On a personal level, I thank all of my students over the years and the wonderful folks who have become my friends on Facebook and the Internet. You have all helped me stay focused on clearly communicating about the nature and photography you and I love. I also have to acknowledge all of the terrific help I have received over the years from rangers and naturalists in national and state parks throughout the country. In addition, I thank Chuck Summers as my spiritual advisor (he and I both consider nature photography a spiritual pursuit).
And of course, I thank my beautiful wife of many years who is always supportive and helps create an environment at home that allows me to do my books. Thank you, my love!
Close-up and macro photography have become easier to do and more accessible for all photographers. Even point-and-shoot cameras often have a close-up mode, some allowing shots as close as an inch away from the subject. For the photographer with a DSLR, the options for close-up work expand greatly and are explored in this book.
One of the very cool things about close-up work is that it allows you to take a picture of a subject to see it better. We don’t often get in close to the world and so many of the small details pass us by. Any close-up photo will show you detail that is largely unseen by all of us, and certainly if we only casually look at the subject
This book will show you a whole range of techniques to truly take you beyond the snapshot and get you great shots. But I will warn you—this type of shooting can be addicting! Since you can do it almost anywhere, you may find yourself constantly discovering new subjects up close all around you, which can be frustrating if you don’t have a camera nearby.
I want you to feel encouraged as you explore some amazing worlds of the close-up. Sometimes photographers feel inadequate next to more advanced photographers, feeling they need more knowledge, different gear, and so forth. While it is true that experience can help you with the craft of photography and with better realizing your vision as a photographer, you also can take wonderful close-up photos with whatever your skill level and whatever your gear. This book will offer some ideas to help you grow as a photographer of the details around us. But don’t let anyone keep you from experimenting just as you are right now, even if you are still learning.
Do you know what the best gear is? The gear you have and can use right now. The gear that sits on “Someday Isle” isn’t helping you right now, and it might never be useful to you. This book will tell you how to choose and use gear for close-up work and also what true macro gear might actually be.
I’m going to show you how to deal with sharpness challenges up close and offer some techniques so you can get images as sharp as the pros do.
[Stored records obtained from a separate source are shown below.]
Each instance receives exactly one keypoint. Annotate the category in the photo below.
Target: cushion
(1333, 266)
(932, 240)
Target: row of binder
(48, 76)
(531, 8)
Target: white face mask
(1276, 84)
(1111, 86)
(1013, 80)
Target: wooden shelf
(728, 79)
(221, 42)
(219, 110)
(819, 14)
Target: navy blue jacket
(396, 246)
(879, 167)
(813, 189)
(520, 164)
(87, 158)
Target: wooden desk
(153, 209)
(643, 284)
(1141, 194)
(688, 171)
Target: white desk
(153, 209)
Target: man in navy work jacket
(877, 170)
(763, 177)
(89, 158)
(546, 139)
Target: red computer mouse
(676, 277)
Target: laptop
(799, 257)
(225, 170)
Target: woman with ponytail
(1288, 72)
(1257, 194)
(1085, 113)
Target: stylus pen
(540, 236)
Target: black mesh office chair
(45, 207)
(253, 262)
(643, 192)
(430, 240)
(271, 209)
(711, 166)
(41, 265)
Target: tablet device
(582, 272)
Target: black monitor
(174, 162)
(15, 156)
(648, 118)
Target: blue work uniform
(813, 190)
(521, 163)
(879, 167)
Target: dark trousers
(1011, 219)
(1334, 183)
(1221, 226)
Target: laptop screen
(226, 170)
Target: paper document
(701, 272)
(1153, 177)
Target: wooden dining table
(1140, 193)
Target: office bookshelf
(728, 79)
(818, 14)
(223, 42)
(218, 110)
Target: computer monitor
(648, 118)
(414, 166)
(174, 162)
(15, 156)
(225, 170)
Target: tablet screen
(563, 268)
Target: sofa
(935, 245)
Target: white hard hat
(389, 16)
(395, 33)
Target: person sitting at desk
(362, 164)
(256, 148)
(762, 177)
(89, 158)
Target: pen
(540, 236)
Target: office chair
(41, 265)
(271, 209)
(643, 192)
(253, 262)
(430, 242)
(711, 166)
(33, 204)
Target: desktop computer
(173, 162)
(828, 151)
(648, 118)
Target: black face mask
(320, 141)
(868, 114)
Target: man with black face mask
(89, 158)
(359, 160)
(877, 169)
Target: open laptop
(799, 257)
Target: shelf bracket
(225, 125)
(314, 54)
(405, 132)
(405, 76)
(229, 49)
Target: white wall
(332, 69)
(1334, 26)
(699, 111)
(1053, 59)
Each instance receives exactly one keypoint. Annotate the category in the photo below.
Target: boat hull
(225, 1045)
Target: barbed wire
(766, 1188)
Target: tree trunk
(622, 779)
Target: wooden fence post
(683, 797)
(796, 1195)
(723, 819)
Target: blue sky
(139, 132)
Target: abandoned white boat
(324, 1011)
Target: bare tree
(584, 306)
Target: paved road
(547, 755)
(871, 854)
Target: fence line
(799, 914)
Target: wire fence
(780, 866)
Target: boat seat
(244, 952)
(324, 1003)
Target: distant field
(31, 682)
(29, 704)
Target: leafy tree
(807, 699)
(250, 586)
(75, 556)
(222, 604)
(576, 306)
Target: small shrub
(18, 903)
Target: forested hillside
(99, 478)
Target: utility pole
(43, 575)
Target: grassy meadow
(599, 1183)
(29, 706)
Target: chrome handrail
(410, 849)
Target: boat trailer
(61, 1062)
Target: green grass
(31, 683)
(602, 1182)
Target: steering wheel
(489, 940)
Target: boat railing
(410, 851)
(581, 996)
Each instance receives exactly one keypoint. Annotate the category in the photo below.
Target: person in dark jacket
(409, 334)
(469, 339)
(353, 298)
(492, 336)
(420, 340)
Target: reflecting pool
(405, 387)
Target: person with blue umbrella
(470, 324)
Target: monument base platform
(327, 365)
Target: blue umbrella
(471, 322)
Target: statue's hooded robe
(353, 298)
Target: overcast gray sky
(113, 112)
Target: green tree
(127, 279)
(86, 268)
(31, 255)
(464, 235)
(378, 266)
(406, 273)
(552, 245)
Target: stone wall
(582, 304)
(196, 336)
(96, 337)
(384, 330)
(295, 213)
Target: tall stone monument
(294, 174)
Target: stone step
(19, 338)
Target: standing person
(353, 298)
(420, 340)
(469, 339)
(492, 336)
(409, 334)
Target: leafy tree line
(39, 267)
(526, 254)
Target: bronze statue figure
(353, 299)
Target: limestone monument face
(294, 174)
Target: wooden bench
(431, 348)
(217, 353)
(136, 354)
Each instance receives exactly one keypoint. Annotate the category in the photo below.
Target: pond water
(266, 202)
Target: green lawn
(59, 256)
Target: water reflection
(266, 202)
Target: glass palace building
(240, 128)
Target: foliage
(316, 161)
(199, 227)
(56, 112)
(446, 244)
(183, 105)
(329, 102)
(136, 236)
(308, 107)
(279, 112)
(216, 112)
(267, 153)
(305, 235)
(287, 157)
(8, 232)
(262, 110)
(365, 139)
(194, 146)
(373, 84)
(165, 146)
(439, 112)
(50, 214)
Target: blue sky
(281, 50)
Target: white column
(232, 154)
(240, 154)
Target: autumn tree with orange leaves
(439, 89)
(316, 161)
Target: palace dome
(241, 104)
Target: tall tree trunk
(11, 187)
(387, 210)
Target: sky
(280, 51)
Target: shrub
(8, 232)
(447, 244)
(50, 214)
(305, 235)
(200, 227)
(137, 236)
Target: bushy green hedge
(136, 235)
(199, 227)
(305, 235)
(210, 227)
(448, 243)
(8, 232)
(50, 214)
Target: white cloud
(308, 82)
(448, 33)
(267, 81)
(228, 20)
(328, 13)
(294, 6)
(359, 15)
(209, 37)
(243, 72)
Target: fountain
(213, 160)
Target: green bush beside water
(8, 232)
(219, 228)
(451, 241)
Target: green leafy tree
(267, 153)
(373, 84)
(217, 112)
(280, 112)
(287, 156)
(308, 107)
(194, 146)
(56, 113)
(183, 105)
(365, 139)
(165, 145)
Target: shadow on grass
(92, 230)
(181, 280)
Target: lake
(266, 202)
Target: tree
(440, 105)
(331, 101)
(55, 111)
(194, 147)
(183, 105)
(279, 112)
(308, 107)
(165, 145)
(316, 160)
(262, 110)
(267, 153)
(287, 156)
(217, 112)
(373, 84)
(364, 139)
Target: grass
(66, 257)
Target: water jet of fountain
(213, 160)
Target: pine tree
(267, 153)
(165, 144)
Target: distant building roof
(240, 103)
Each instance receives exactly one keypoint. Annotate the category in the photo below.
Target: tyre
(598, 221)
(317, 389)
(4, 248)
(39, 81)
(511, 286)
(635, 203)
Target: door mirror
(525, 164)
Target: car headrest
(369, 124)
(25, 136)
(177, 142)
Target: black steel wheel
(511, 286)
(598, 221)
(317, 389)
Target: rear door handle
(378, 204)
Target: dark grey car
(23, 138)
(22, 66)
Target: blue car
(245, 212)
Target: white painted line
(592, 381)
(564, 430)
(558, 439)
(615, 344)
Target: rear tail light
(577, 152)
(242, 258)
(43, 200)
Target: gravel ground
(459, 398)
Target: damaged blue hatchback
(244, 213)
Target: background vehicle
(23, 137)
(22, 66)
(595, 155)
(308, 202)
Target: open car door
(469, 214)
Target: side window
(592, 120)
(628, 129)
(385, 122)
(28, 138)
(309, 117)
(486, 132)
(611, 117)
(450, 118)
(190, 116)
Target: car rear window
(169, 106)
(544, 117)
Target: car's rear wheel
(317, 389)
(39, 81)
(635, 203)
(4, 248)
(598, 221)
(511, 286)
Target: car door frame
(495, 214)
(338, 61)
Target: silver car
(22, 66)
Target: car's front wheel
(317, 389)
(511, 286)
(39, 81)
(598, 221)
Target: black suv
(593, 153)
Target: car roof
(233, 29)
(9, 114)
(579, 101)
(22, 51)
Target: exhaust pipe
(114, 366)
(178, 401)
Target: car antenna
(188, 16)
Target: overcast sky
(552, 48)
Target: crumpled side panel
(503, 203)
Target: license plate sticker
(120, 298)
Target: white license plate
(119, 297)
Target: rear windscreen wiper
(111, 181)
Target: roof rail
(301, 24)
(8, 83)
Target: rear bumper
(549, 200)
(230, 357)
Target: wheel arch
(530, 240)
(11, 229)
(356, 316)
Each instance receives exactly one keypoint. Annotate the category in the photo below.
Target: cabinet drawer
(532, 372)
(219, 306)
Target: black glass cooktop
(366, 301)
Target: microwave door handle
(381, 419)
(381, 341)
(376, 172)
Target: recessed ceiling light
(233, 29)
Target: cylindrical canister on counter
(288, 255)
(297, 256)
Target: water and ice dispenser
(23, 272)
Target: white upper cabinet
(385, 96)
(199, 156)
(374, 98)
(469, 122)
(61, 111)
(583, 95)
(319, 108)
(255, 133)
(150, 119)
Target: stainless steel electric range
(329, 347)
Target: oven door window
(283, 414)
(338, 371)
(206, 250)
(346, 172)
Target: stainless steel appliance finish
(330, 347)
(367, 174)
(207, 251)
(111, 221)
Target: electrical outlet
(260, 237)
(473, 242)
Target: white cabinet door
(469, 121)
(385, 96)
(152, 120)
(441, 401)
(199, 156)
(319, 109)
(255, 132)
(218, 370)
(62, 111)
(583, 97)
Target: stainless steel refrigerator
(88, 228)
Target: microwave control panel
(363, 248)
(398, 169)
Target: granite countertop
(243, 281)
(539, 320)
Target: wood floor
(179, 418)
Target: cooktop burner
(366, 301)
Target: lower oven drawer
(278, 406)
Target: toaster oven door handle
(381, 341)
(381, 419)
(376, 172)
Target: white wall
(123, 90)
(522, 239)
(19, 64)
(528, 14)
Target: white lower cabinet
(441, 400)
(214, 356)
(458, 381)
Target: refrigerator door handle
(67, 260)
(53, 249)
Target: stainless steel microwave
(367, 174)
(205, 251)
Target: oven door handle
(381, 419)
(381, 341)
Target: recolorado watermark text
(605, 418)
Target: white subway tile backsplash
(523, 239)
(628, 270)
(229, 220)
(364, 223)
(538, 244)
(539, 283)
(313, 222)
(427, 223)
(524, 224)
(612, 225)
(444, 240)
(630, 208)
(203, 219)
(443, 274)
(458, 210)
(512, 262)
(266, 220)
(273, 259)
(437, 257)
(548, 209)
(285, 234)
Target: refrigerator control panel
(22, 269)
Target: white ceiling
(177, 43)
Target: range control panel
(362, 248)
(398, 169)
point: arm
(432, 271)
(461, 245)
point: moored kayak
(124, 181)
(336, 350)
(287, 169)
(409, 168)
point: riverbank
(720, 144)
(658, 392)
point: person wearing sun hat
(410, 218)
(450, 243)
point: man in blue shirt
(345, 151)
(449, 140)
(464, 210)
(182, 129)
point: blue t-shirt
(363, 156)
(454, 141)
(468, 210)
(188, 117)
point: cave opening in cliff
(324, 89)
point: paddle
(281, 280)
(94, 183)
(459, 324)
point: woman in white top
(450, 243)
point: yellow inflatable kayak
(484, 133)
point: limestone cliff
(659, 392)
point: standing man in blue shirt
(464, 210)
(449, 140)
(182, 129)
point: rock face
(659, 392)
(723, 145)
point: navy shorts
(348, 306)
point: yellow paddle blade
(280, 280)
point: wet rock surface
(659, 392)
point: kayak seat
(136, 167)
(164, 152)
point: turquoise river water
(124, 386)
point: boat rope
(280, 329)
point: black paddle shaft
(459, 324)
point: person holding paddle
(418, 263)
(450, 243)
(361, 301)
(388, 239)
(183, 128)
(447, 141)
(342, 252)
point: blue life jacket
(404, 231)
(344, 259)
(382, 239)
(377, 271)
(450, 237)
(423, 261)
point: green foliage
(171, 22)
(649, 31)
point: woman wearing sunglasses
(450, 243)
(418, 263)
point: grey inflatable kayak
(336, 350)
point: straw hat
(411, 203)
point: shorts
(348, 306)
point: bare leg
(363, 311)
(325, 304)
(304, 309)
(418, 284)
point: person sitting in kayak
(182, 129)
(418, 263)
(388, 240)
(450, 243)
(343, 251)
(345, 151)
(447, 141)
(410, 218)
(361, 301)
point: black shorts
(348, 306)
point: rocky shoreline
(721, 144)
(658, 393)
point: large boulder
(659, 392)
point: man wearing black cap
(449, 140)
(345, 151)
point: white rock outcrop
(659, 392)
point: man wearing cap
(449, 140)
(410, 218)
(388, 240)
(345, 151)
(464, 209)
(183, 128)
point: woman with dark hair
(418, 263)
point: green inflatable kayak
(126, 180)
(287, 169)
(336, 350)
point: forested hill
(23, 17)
I’m also going to offer some ideas on why different focal lengths can be important for good close-up work, focal lengths you may already have but just need the right accessory to help you focus closer. In fact, sometimes a true macro lens can keep photographers from their potential with close work because it is only one focal length
Light is of course critical to any photography, but there are some nuances to working with it up close. You will learn how different types of light affect the close-up subject and even how these nuances can affect how you photograph. Light can change the approach you need for close-up work. You’ll also find some information on using added light up close, such as flash and LED lights.
Finally, I want to help you try your skills with all sorts of subjects, so I include a chapter on getting close to different subjects. You will find a variety of subjects scattered throughout the book in the photos I have chosen because I want to encourage you to engage with different subjects with your own photography. If you are in a location with an iconic scene such as a range of mountains, your choices for subject matter are somewhat reduced when doing landscapes. But with close-ups, your subject matter is unlimited. Without even leaving the parking lot, you could spend a great deal of time exploring the macro world around you.
Above all, I hope you have fun. We don’t even have to change that Star Trek imperative to have it work without ever leaving earth! “Explore strange new worlds, to seek out new life … to boldly go where few [photographers] have gone before.”